On June 21, 2010, EPA published a proposed rule. 75 Fed. Reg. 35,128. EPA stated that it reviewed all the comments and additional data received. EPA responded to the comments in the final rule.
Paperwork Reduction Act (PRA), 44 U.S.C. §§ 3501-3520
EPA determined that this final rule contains information collection requirements under the Act. These information collection requirements will be submitted to the Office of Management and Budget (OMB) for review and have been assigned OMB Control Number 2050-0053. EPA estimates that the total number of respondents will be 486 and the total estimated burden will be approximately 358,957 hours with a total estimated annual cost of approximately $64,007,121. EPA estimates the 3-year burden to be 1,076,871 hours with a 3-year total cost to be $192,021,364 (composed of $68,683,824 in labor costs and $123,337,540 in operations and maintenance).
Statutory authorization for the rule
EPA stated that it promulgated this final rule under the authority of subsections (d) and (e) of section 1345 of title 33 and sections 6907(a)(3), 6912(a)(1), and 6944(a) of title 42, United States Code.
Executive Order No. 12,866 (Regulatory Planning and Review)
EPA determined that this final rule is economically significant under the Order because it is likely to have an annual effect on the economy of $100 million or more. EPA estimated the total annual cost of this final rule to be $509 million a year using a 7 percent discount rate. Accordingly, EPA submitted this final rule to OMB for review.

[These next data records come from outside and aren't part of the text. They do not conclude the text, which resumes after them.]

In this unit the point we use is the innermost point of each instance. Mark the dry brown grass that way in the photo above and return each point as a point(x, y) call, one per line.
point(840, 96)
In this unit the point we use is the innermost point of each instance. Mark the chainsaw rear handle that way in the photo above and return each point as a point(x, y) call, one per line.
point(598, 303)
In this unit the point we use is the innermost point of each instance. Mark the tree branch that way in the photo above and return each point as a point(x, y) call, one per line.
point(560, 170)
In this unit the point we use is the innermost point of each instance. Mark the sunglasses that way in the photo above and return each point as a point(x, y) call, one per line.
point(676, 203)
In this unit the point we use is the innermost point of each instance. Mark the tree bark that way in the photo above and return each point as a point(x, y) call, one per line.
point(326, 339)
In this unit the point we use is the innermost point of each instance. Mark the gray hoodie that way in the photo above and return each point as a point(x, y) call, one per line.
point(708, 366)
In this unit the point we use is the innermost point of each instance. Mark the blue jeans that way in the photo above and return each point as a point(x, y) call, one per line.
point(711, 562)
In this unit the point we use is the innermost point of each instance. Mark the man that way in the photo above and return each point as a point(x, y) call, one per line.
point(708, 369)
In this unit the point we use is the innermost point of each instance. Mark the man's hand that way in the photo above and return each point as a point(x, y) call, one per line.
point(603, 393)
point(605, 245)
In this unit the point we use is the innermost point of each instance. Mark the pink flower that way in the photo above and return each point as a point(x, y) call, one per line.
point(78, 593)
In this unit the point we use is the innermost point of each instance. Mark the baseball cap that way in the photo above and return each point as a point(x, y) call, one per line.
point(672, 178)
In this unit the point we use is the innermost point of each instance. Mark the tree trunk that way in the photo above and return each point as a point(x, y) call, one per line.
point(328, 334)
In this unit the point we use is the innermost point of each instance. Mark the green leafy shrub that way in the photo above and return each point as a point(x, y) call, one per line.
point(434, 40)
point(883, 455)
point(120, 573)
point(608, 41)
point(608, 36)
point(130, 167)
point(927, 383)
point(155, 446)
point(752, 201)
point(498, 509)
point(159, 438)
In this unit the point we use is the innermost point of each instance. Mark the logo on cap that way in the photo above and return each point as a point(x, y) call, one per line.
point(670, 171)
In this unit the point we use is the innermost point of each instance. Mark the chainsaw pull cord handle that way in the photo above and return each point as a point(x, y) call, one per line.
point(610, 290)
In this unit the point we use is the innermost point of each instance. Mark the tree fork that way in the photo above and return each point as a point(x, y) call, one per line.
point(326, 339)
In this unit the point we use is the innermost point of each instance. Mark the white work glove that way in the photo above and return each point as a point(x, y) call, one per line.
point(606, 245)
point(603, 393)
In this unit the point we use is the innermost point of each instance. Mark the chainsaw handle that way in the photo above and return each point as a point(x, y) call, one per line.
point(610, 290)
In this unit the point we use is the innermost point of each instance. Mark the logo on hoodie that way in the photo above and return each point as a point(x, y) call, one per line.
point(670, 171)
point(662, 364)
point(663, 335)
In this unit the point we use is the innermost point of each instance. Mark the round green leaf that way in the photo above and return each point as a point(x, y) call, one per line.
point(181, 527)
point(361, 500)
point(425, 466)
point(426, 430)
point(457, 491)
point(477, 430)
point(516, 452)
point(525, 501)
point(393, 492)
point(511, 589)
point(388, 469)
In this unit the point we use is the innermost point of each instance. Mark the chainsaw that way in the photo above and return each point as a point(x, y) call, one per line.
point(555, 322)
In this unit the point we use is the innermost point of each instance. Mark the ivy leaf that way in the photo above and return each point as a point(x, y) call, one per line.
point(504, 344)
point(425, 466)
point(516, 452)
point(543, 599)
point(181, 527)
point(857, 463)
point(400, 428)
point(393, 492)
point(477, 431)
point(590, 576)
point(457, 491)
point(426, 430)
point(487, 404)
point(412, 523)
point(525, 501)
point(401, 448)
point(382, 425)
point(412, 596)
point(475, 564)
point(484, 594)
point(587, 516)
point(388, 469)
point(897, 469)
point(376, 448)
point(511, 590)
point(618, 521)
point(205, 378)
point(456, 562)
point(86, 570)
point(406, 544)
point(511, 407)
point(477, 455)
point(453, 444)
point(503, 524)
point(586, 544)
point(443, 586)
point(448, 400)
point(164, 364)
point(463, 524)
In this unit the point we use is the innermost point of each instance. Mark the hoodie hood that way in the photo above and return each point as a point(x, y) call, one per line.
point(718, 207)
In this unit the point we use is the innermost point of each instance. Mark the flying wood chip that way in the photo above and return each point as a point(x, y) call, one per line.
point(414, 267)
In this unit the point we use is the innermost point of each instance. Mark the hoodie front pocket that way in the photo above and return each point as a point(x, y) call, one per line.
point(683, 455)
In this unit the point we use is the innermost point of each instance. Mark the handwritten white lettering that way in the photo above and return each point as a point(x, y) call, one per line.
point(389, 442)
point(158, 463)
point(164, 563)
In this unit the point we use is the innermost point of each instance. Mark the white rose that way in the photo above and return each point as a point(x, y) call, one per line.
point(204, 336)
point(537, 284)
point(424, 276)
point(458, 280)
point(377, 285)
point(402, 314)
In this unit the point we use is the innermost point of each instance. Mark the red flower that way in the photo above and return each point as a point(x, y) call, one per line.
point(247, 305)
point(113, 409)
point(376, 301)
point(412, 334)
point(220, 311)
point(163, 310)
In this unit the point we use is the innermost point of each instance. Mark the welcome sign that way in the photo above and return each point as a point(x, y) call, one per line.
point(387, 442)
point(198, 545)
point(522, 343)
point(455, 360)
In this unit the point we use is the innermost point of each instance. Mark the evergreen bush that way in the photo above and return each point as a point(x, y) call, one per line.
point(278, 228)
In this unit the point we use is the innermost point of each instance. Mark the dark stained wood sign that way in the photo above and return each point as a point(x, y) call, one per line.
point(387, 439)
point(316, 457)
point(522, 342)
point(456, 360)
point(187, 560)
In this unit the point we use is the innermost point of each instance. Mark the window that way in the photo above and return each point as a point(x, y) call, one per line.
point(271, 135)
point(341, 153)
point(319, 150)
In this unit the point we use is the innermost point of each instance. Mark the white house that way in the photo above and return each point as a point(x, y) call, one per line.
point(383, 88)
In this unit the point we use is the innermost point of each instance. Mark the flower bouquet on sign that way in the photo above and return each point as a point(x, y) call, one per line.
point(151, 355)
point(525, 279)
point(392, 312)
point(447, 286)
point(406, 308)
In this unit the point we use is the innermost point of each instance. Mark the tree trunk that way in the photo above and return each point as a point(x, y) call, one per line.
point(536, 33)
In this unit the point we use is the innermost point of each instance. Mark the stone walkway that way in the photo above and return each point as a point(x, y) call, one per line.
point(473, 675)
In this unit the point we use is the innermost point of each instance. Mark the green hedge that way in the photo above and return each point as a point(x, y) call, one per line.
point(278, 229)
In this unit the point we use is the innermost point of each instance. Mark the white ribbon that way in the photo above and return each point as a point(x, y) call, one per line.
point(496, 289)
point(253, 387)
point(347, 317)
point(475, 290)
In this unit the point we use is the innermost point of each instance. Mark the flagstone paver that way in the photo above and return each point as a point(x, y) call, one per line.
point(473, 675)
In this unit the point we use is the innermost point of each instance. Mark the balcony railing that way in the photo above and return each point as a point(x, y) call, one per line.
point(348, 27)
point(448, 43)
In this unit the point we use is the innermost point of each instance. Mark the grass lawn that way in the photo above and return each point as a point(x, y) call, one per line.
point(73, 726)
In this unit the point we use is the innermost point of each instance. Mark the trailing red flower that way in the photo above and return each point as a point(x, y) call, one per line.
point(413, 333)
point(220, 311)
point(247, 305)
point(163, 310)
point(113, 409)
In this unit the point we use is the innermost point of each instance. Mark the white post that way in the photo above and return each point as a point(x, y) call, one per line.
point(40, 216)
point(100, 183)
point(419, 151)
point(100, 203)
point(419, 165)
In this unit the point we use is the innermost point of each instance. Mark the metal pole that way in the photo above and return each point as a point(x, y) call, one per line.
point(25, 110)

Executive Order No. 13,132 (Federalism)
EPA has concluded that this action may have federalism implications because it imposes substantial direct compliance costs on state and local governments, and the federal government will not provide the funds necessary to pay those costs. Based on its Regulatory Impact Analysis, EPA estimates that this final rule may impose a $1.2 million annual cost on state and local governments for implementation of the rule and $36 million in annual direct compliance costs on 57 state and local governments. EPA consulted with state and local officials early in the process of developing the proposed action to permit them to have meaningful and timely input into its development. In developing the regulatory options described in this final action, EPA consulted with 10 national organizations representing state and local elected officials. EPA specifically solicited comment on the proposed action from state and local officials and received comments from over 200 entities representing state and local governments. EPA’s Federalism Official certified that EPA met the Order’s requirements in a meaningful and timely manner.